Duiliu Zamfirescu remained a maverick throughout his life, and his publicized outbursts against various trends has probably contributed to the decline in interests among his public and critics. Ornea described him as "immeasurably arrogant, petulant and a snob", noting that these traits had led to "unjust" treatment of his work. During the interwar period, Zamfirescu's views were defended by the modernist critic Eugen Lovinescu, whose arguments were later rejected by his colleague George Călinescu—the latter argued that Lovinescu had failed to prove Zamfirescu's aesthetic value. Criticism of Zamfirescu was especially acute after his 1909 speech, when both competing traditionalist currents, Poporanism and Sămănătorul, attacked his work in its entirety.
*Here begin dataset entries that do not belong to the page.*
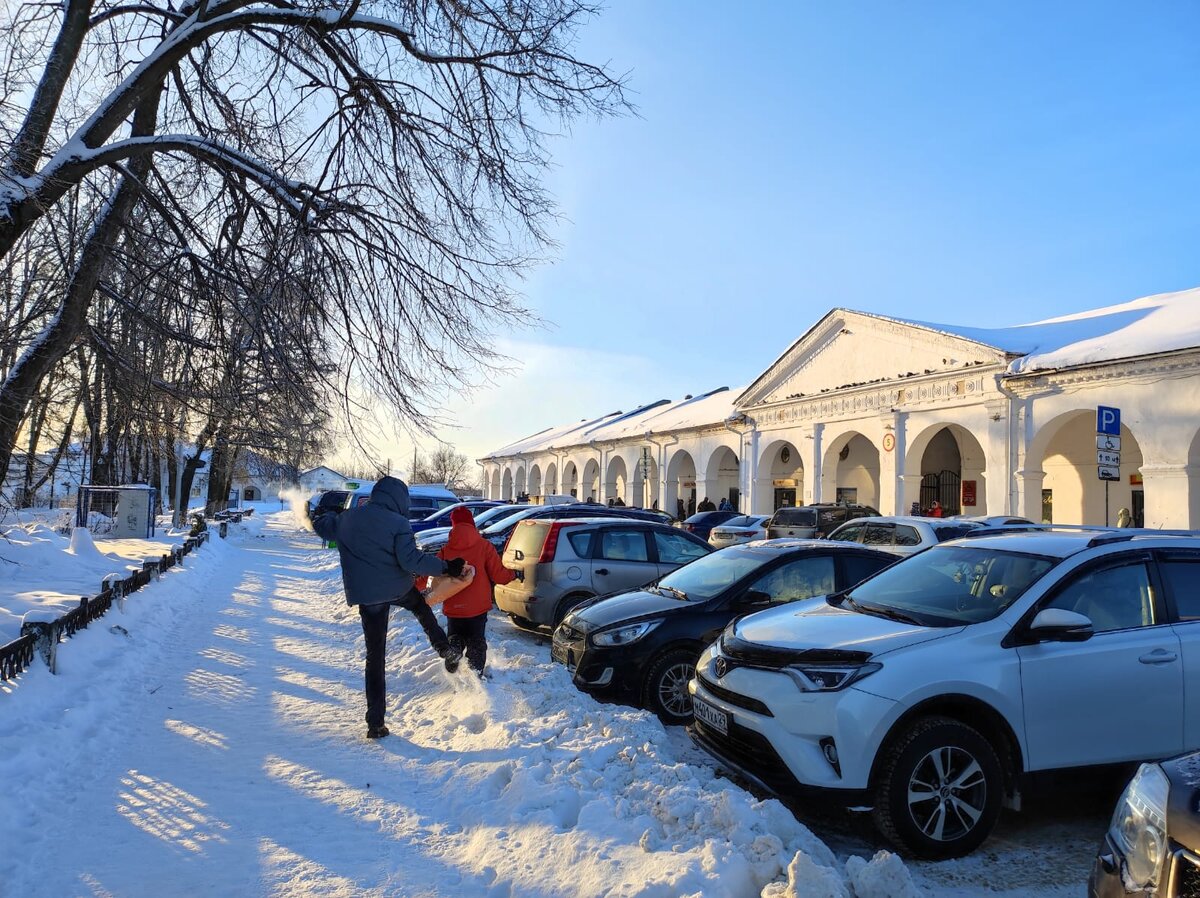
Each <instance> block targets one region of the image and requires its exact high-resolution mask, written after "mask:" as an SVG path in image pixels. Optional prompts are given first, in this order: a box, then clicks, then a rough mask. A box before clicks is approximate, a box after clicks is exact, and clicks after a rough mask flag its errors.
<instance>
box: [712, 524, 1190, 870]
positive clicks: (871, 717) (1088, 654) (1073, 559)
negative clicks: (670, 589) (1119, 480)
mask: <svg viewBox="0 0 1200 898" xmlns="http://www.w3.org/2000/svg"><path fill="white" fill-rule="evenodd" d="M1198 535H1200V533H1190V534H1172V533H1164V532H1156V531H1133V529H1124V531H1104V529H1082V528H1080V529H1069V531H1068V529H1060V528H1050V529H1045V531H1038V532H1027V533H1007V534H997V535H980V537H977V538H971V539H961V540H955V541H950V543H942V544H941V545H936V546H932V547H930V549H928V550H926V551H924V552H920V553H918V555H913V556H910V557H907V558H904V559H901V561H900V562H898V563H896V564H894V565H893V567H890V568H886V569H884V570H882V571H881V573H878V574H876V575H875V576H872V577H870V579H868V580H865V581H864V582H862V583H859V585H858V586H854V587H852V588H850V589H846V591H842V592H840V593H833V594H830V595H828V597H826V598H821V599H812V600H809V601H802V603H797V604H793V605H785V606H781V607H778V609H772V610H768V611H762V612H758V613H755V615H750V616H749V617H744V618H742V619H740V621H737V622H734V623H733V624H731V625H730V627H728V628H726V630H725V631H724V633H722V634H721V637H720V639H719V640H718V641H716V643H715V645H713V646H710V647H709V648H707V649H706V651H704V652H703V654H701V657H700V659H698V660H697V664H696V677H695V678H694V680H692V681H691V683H690V684H689V689H690V692H691V695H692V707H694V713H695V718H696V722H695V724H694V726H692V731H691V732H692V736H694V738H695V740H696V741H697V742H698V744H700V746H701V747H703V748H704V749H707V750H708V752H709V753H710V754H712V755H713V756H714V758H716V759H718V760H719V761H720V762H721V764H724V765H725V766H726V767H728V768H731V770H733V771H736V772H738V773H740V774H742V776H743V777H745V778H746V779H749V780H751V782H754V783H757V784H758V785H760V786H762V788H766V789H768V790H770V791H775V792H778V794H781V795H790V794H797V792H802V791H808V790H815V791H818V792H824V794H829V795H834V796H836V797H838V798H840V800H842V801H845V802H846V803H850V804H853V806H860V807H866V808H871V809H872V813H874V818H875V822H876V825H877V827H878V828H880V831H881V832H882V834H883V836H884V837H886V838H887V839H888V840H890V842H892V843H893V844H895V845H896V846H899V848H900V849H901V850H902V851H905V852H906V854H910V855H913V856H918V857H956V856H961V855H965V854H968V852H970V851H973V850H974V849H976V848H977V846H978V845H980V844H982V843H983V840H984V839H985V838H986V837H988V834H989V833H990V832H991V830H992V827H994V825H995V822H996V819H997V816H998V815H1000V810H1001V808H1002V807H1004V806H1009V807H1019V804H1020V791H1021V789H1022V788H1024V786H1027V785H1028V783H1030V780H1031V778H1030V777H1027V776H1026V774H1031V773H1037V772H1044V771H1056V770H1062V768H1070V767H1097V766H1102V765H1103V766H1106V765H1127V764H1130V762H1135V761H1145V760H1152V759H1160V758H1170V756H1172V755H1176V754H1180V753H1181V752H1183V750H1187V749H1195V748H1200V705H1198V700H1196V698H1195V696H1198V695H1200V588H1198V586H1196V585H1198V583H1200V539H1196V537H1198Z"/></svg>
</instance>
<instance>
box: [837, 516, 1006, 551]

However, according to Ornea, Zamfirescu's novels serve as a bridge between Junimea and 20th century traditionalism.

Critics have traditionally held a more favorable view of Zamfirescu's correspondence, which was only published after 1937. Offering a glimpse into his lengthy investigation of artistic styles and tenets, they have won acclaim for their refinement.

High schools in Dragalina and Odobești and gymnasiums in Dumbrăveni and Focșani bear his name. Streets in Bucharest, Constanța, Deva, and Târgoviște are also named after him. The Cișmigiu Gardens in Bucharest feature a circular alley (the "Writers' Rotunda"), which has stone busts of twelve important Romanian writers, including one of Duiliu Zamfirescu.